“When I said there were no ladies here, I meant that none had been conveyed hither forcibly. Two young ladies were sheltered by his Excellency’s retinue, it is true. If they choose they are at liberty to accompany you, and I shall now acquaint them therewith.”
A hoarse laugh from the crowd showed that the sophistry did not pass unheeded. Nevertheless, Mowbray’s counsel of moderation swayed the mob into quiescence, and, a minute later, Anna Cave and Eleanor Roe, pale and trembling, hardly knowing what was toward, were carried in their litter to the city by an excited but good-tempered escort.
CHAPTER III
“The attempt, and not the deed,
Confounds us.”
Shakespeare, “Macbeth.”
Anna’s father, jogging along comfortably on the borrowed cob, overtook the rearmost of the rabble near St. Dunstan’s. Anger made him red, and alarm made him white, when he heard the disjointed tales of those who sought to enlighten him.

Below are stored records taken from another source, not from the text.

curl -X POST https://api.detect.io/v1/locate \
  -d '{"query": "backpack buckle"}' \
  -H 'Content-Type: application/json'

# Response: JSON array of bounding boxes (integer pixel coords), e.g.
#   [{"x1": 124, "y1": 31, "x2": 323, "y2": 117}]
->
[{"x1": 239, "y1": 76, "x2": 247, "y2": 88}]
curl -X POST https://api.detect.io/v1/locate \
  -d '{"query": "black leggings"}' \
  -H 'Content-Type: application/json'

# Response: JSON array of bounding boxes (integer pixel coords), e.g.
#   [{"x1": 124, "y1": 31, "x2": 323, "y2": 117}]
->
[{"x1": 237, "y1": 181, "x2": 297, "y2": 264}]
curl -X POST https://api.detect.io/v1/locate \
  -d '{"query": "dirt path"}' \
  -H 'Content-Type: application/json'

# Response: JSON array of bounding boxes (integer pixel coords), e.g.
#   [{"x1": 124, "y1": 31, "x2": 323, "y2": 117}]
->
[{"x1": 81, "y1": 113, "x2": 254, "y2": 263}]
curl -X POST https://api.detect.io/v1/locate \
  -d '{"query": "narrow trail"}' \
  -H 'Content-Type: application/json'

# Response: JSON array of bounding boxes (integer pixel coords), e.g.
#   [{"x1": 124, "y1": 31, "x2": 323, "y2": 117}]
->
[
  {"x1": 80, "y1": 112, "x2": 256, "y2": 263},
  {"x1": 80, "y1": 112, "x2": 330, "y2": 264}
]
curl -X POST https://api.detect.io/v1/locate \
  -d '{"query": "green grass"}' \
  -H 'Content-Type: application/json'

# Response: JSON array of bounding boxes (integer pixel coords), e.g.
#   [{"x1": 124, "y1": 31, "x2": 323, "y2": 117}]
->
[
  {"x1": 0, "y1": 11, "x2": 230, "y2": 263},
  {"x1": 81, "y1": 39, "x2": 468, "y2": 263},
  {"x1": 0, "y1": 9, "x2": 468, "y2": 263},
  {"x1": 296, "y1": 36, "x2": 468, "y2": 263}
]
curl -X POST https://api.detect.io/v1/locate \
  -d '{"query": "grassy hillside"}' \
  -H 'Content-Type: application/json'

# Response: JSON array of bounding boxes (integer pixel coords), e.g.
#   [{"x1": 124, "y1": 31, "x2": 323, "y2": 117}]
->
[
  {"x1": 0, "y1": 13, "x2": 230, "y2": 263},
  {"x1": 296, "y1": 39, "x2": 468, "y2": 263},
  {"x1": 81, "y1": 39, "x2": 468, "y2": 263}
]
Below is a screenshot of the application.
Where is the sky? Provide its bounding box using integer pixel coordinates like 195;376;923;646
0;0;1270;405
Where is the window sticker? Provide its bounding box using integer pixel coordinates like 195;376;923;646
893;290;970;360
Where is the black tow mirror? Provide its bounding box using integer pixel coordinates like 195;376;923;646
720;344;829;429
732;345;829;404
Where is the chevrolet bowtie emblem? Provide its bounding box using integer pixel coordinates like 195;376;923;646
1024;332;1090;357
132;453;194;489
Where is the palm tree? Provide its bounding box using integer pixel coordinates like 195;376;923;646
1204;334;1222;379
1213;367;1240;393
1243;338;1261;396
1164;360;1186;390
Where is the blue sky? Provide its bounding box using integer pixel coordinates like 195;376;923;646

That the daughter and niece of one who held high place in his native county, and whose brother in the city was loaded with civic dignities, should be waylaid in the Strand by a number of young profligates aping Rochester’s license, was not to be endured. Therefore, Sir Thomas flushed like a turkey, and his right hand, long unaccustomed to more serious weapon than a carving-knife, tightened on the reins in a way that surprised his placid steed.
But it was an equally serious thing that certain youthful hot-heads, led by “a pair of Yorkshire gallants, one of whom was like unto Gog himself,” should have stormed the house of the Spanish Ambassador in order to rescue the two girls. The royal prerogative, already in grave dispute, was sadly abused by this disorder, and Gondomar was well fitted, by diplomatic skill and political acumen, to make the most of the incident. When Sir Thomas thought of the way in which James, with his dagger-proof doublet unfastened and his points tied awry, would stamp up and down his council-chamber in maundering rage, the color fled from his ruddy cheeks and left him pallid, with drawn under lip.
Nevertheless, when he reached the house of Alderman Cave, situate on the north side of Draper’s Garden, his natural dread of the King’s wrath soon yielded to indignation. He found there not only Anna and Eleanor, but Walter Mowbray and Roger Sainton, with a concourse of friends and neighbors drawn together by news of the outrage.